Perhaps the most surprising twist in Season 1 of “Strange New Worlds” was the revelation that Spock’s fiancée T’Pring (Gia Sandhu) is unknowingly overseeing a Vulcan prison that houses Spock’s half-brother, Sybok. The character was introduced as the main villain in the 1989 feature film “Star Trek V: The Final Frontier,” as played by Laurence Luckinbill (after Sean Connery couldn’t do it), but the movie is widely considered one of the worst “Trek” films ever, and the character has since faded into obscurity. (It didn’t help that Spock had never mentioned Sybok before “Star Trek V,” either.)
Myers can’t remember who had the idea to bring Sybok back into the “Trek” fold, but says it grew out of the conception of Episode 7, “The Serene Squall,” which centered on Angel (Jesse James Keitel), a nonbinary space pirate who befriends — and then betrays — Spock in an (initially successful) attempt to commandeer the Enterprise.
“We wanted to do a villain that harkened back to classic ‘Trek’ — a really fun, scenery-chewing villain who you just want to see again and again and again, but also could be a villain that we can only do now,” Myers says. “In doing a story about someone who’s nonbinary, it really tied into the story about Spock reckoning with his identity. The Sybok piece was an interesting way to tie into Spock’s past, and to reclaim a piece of ‘Trek’ lore.”

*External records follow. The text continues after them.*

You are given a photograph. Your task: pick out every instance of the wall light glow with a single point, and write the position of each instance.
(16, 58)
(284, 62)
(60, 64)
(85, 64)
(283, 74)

Despite Sybok’s dubious origins in “Star Trek V,” Myers and the writers liked that the character’s decision to forsake logic and embrace his emotions contrasted with Spock’s dogged pursuit of pure logic.
“You know, look, that movie is, uh — let me just say it’s not my favorite of the ‘Trek’ movies,” Myers says with a laugh. “But even in the ‘Trek’ movies that don’t work as well, there’s always something interesting. I liked that character, and the idea of a Vulcan who is wrestling with emotion. Science fiction is about playing with ideas. We’re not just moving chess pieces around.”
Sybok appears only from the back at the very end of “The Serene Squall,” and that’s the last we see of him in Season 1. But Myers is tight-lipped on when, or whether, he may show up again. “Sometimes you do these things in TV where you pull the thread just to see where it gets you,” he says. “You don’t have to wrap everything up. We wanted to throw out some more ideas that may come back and intersect with the show in the future.”
“This Is the Pike Show”
The future of “Strange New Worlds” is, at least in part, already written: The series wrapped production earlier this month on Season 2, and will feature Wesley as Kirk years before he becomes a Starfleet captain.
“The Kirk that we’re going to meet in Season 2 is a lieutenant who is on his way to becoming a first officer in the fleet,” Myers says. “He is not yet the person we’ve come to know, to the same extent that Uhura and Spock and Chapel are not yet the person that we that we come to know on the original series. There’s still some growth, and things that he’s going through that we want to explore.”
When Mount, Peck and Romijn were first cast, it was for Season 2 of “Discovery” — with no sense at the time that they would ever be spun-off into their own show. Now that Myers has actors for Kirk, Spock and Uhura, however, it’s hard to ignore the prospect of continuing the “Star Trek” story into the era of the original series.
“Look, I would love nothing more than to then to go all the way forward to the future, and eventually do that with them,” he says. “But there’s a lot of stories before that. I’ll tell you what Kirk isn’t: He isn’t the replacement captain. This is the Pike show. This is the Spock show. This is the Number One show. We have a lot of stories yet to tell with them. That said, who knows what the future holds. We would be so lucky to have that Enterprise.”
He pauses, and answers with a knowing glint in his eyes. “I think that that would be an unbelievably interesting experiment,” he says. “But I don’t want to put the cart before the horse, because I love this show. And I hope we get to do it for a while.”